2.1 integrating scRNA-seq and scATAC-seq using LIGER

Apply LIGER to integrate the scRNA-seq and scATAC-seq datasets, check LIGER (https://github.com/welch-lab/liger) for details. Input example files for scATAC-seq and scRNA-seq: ExampleData/LIGER/scATACseq.txt, ExampleData/LIGER/scRNAseq.txt

Rscript --vanilla Scripts/Integration/LIGER_scRNAseq_scATAC.R

The output files are in ExampleData/LIGER/. The liger cluster assginment is in ExampleData/LIGER/ligerclusters.txt

2.2 generating the prior network using scATAC-seq data and motifs

Check https://github.com/Roy-lab/scMTNI/blob/master/Scripts/genPriorNetwork/readme.md for details.
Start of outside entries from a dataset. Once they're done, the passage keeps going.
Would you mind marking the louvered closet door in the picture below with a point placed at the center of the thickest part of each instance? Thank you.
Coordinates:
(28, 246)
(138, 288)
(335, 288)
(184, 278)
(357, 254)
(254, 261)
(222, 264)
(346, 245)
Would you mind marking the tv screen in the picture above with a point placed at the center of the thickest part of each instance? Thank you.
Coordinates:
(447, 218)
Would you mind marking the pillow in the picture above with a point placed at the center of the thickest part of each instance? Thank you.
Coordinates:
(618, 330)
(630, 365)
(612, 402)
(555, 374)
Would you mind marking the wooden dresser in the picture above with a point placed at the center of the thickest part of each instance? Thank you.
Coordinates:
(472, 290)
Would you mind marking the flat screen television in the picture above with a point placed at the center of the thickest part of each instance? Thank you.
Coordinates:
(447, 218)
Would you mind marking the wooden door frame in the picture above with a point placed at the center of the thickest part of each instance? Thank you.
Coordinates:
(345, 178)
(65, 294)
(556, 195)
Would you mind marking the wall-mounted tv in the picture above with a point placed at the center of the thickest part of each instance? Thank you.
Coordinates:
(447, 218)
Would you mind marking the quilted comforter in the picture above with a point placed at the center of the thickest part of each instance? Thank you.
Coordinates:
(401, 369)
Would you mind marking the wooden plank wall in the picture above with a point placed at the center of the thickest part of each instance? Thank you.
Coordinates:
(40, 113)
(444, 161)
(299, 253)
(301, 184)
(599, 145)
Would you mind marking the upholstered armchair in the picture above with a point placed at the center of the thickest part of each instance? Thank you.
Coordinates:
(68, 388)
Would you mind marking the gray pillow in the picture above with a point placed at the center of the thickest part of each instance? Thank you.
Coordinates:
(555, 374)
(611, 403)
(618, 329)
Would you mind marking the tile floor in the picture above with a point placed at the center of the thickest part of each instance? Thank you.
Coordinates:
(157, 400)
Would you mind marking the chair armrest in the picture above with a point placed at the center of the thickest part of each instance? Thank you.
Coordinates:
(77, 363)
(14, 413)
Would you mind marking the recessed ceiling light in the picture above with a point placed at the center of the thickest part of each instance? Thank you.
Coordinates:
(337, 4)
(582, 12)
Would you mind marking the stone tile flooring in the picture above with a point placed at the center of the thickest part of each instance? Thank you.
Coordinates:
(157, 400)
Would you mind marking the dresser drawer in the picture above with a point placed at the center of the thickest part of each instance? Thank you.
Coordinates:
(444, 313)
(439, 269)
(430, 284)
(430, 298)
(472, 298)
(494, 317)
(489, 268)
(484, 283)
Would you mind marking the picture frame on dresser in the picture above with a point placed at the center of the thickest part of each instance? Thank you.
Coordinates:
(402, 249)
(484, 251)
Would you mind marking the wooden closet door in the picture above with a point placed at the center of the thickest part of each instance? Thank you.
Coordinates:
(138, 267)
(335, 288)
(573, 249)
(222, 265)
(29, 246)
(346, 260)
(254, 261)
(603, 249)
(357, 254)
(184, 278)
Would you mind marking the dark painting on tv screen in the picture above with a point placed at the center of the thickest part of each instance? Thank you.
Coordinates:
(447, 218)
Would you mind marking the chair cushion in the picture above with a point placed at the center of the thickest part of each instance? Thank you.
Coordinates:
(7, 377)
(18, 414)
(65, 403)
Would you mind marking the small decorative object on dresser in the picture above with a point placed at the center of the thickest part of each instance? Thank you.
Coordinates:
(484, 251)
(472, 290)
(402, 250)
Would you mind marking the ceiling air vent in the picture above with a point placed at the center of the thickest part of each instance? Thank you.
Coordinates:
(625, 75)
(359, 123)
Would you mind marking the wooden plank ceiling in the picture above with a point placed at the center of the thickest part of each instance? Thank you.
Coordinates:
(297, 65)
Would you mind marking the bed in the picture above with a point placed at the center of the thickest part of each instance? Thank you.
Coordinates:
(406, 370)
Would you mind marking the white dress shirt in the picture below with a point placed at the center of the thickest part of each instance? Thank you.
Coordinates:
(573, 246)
Due to limitation of file size in Github, bam files are currently not provided in ExampleData/. For demo, please directly use the output prior networks ExampleData/cluster*_network.txt

bash Scripts/genPriorNetwork/genPriorNetwork_scMTNI.sh

The example output files are ExampleData/cluster*_network.txt

2.3 Prepare all input files and config file for scMTNI

First prepare filelist.txt

The first column is the cell name, the second column is the location and filename of the expression data for each cell type. The example file ExampleData/filelist.txt:

cluster3	ExampleData/cluster3.table
cluster2	ExampleData/cluster2.table
cluster1	ExampleData/cluster1.table
cluster6	ExampleData/cluster6.table
cluster9	ExampleData/cluster9.table
cluster10	ExampleData/cluster10.table
cluster7	ExampleData/cluster7.table

Then prepare all the other input files based on ExampleData/filelist.txt and regulators list ExampleData/regulators.txt

Prepare input files with prior network:

indir=ExampleData/
filelist=${indir}/filelist.txt
regfile=${indir}/regulators.txt
python Scripts/PreparescMTNIinputfiles.py --filelist $filelist --regfile $regfile --indir $indir --outdir Results --splitgene 50 --motifs 1

Prepare input files without prior network:

python Scripts/PreparescMTNIinputfiles.py --filelist $filelist --regfile $regfile --indir $indir --outdir Results --splitgene 50 --motifs 0

Prepare cell lineage tree:

The cell lineage tree file should have 5 columns describing the tree:

1. Child cell
1. Parent cell
1. Branch-specific gain rate (The probability that an edge is gained in a child given that the edge is absent in the predecessor cell)
1. Branch-specific loss rate (The probability that an edge is lost in a child given that the edge is present in the predecessor cell)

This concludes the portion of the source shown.